Двое младших обмениваются короткими взглядами.
Этого, который лежит, принесла белая звезда, в том нет сомнений; они прошли вслед за ним от рубежа сельвы до погибшей деревни мохнорылых и с трудом нашли после того, как отъярился Тха-Онгуа. Он — посланец Незримых, иначе не может быть. Но он — красногубый, а красногубые приносят зло…
— Он прошел через ярость Тха-Онгуа, — после долгого молчания говорит смышленый Мгамба.
— Его шкура лишена пятен, — добавляет приметливый Дгобози.

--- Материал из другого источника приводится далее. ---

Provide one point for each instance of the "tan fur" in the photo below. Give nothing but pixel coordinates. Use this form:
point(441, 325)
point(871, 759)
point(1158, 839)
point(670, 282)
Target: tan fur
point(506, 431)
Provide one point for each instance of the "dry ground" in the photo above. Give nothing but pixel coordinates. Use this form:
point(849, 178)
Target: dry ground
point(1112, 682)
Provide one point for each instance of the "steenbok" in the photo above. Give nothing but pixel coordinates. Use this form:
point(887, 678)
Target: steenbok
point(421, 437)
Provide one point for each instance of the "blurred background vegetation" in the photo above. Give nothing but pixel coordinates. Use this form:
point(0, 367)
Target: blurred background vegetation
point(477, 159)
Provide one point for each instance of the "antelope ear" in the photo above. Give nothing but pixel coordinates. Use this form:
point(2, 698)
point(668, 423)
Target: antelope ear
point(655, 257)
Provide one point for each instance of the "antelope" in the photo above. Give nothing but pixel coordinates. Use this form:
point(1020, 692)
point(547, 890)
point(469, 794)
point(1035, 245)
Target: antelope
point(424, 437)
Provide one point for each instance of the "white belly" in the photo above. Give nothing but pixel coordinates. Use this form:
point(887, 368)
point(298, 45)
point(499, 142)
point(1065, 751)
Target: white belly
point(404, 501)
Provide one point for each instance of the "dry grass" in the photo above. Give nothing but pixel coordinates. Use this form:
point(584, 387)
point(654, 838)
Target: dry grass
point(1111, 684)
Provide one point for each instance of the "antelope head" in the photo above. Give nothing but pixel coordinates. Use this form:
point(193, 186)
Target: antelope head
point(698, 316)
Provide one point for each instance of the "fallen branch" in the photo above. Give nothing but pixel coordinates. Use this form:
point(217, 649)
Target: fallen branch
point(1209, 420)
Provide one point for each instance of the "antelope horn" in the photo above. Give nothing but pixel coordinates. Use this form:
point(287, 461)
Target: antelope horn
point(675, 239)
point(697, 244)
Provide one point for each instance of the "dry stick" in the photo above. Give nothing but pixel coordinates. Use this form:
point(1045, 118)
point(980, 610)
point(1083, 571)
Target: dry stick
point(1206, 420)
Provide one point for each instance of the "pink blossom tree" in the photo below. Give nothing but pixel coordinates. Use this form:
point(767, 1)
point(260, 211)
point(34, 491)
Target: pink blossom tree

Н'харо-вожак согласно щелкает языком.
Действительно, этот красногубый не похож на тех, несущих зло. Те облачены в пятнистые шкуры, не пропускающие воду. На этом — одеяние серебристое, словно отблеск полной луны. И он в одиночку прошел тропой Тха-Онгуа, что не под силу никому из красногубых, одетых в пятнистое…
Трудно решать, когда нет рядом мудрых старцев.
— Дынгуль! — коротко приказывает Н'харо.
Мгамба и Дгобози радостно вскрикивают. Мудр вожак, мудр, словно старый дгаанга! Как просто, как верно решил! Конечно же: дынгуль! Испивший настой чудесного корня не знает устали в течение трети дня, но и не может кривить душой, даже если пожелает того…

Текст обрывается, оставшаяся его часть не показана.